Once my hormones stabilised, my husband was quick to remind me that actually I didn’t LIKE making wedding cakes. It was stressful and time consuming and for someone that had once had opinions and was very vocal at expressing them, maybe it was about time I start to ‘find myself’ again.
So with my second daughter now here and my husband getting on pretty well at work, we decided, jointly, that I should pursue my real true passion and get back to writing. To finally write that novel.
Sounds rosy doesn’t it? NOPE – NOT ALWAYS.
See herein lies the problem.
I am still not earning!
Yes I am following my dreams, I am writing and close to realising a lifelong ambition, the only problem is, I am not yet adding any valuable pennies to the family pot. Not a problem with a husband who is so incredibly supportive of my somewhat fantastical ideas.
At least that is true until we have a fight.
“It’s my house, my car, and my money,” he says.
Words that don’t just push my buttons but blow up a bomb in me.
“You are a housewife; it’s your job to make sure that things are done”.
WOW REALLY?!! When did we decide that exactly?!
Don’t call me a housewife! I am NOT a housewife.
I am a mother, a wife, writer and an aspiring author. Housewife I am not.
Now for the ladies among you that will be offended by this statement (and I am more than aware that there will be a few) I have nothing against being a housewife. In fact, I applaud you – because I just can’t do it.
When I met my husband he made it clear that he never expected me to iron his shirts, and nor did he want me to. He married me because I challenged him, not because he needed a maid, and I respected him and loved him all the more for it.

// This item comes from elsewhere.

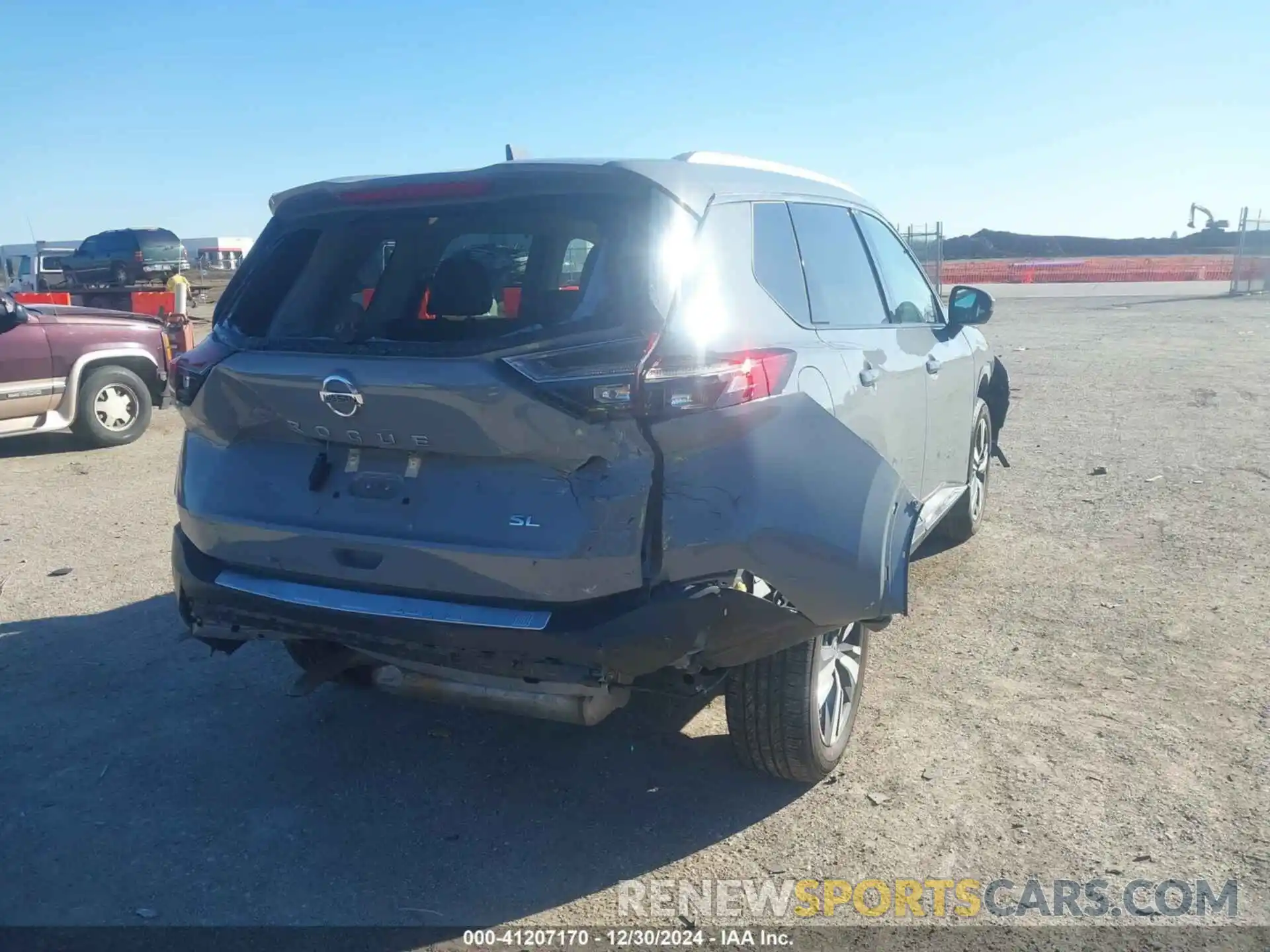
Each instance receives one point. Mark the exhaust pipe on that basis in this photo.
(550, 701)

I love to cook him dinner, I love to make the house look nice for him, but I do it out of love, not out of duty. He doesn’t want me to be a housewife… unless of course, he wants to shift his priorities and have me do the work because he can’t be bothered. THEN he wants a housewife, or a mother, and I am neither!
My head is filled with a million lists. Lists of school parties and play dates, homework tasks and shopping lists. My head is so full to bursting with all this shit and my OWN writing world on top of that, but I categorise my life and prioritise. It is not my job to organise and priorities his life.
To expect my husband to remember once a year to renew the car insurance should be no big ask.
So why am I having this rant? One reason only. Because now I am at the point where my children (5 and 7) are now in full time school. This means during arguments, my husband can now use the card “you don’t do fuck all – all day long!” and because I’m not being paid for what I AM doing, I have no defence.
Even if I were a housewife… is it acceptable to assume that we have to justify ourselves because we do not earn a wage? How do you value yourself when others place no value on you?